Geeeman’s rework of Child starts off with a sprightly basement beat, coupled with stuttering, male diva cuts, feeding from a lively Chicago groove. Vocal snippets ascend and descend the scale in alienated dissonance, but they open much space for rhythmic experimentation, and during this process, syncopated, wasp-like howls rush throughout the scenery, leaving an alarming, almost unpleasant resonance. The Dutch veteran gets another shot at this under his NY Stomp moniker, bringing the emotion much closer to the original, and ultimately improving it. Wrapped around a classic house chassis, stream of pumping kicks and stabs of sub-bass bubble beneath the staccato organs and melancholic confessions; sonic detail is really taken care of, as Gerd enriches the background with crackling and glittering chords, adding an almost vintage dimension to the song. But still, there’s a modern finesse to the gigantic reverb applied to the claps, and it definitely sounds like work of George FitzGerald – just manufactured by more efficient construction processes from enhanced raw materials.

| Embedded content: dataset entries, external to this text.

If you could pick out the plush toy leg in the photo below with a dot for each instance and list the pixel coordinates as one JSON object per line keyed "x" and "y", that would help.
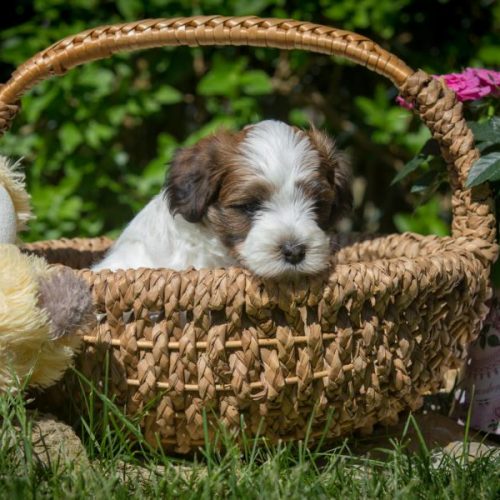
{"x": 8, "y": 218}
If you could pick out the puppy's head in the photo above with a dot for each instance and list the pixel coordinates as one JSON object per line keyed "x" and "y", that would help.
{"x": 271, "y": 193}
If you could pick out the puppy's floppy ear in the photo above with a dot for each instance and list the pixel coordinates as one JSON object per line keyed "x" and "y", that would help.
{"x": 337, "y": 170}
{"x": 193, "y": 181}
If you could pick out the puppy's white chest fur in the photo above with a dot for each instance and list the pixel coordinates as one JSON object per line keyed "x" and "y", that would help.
{"x": 155, "y": 238}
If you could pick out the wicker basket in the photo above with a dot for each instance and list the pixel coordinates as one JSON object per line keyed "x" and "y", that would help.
{"x": 362, "y": 344}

Young Gerry Read reconfigures “Lights Out,” making the least recognizable use of the source material and turning the composition into something his very own. What seems to be a murky sketch of late-night foreboding at first suddenly evolves with a barrage of pummeling kicks and a saturated air raid of hi-hats. Bouncy, woodblock house beat and dusty, downtuned vocal samples, intertwined with reversed technoid bleeps, form an unusually intricate rhythmic pattern; a short-lived, hovering melody halfway through the track, which can’t quite puncture through the brute force of the mix, is barely a reminder of the mellow original. In fact, all of these remixes function very well as stand alones — each in its specific environment, without referencing the original. At the same time, they also represent a stern reminder of where FitzGerald could have gone, but chose not to, and an important signpost to where he could go in the future.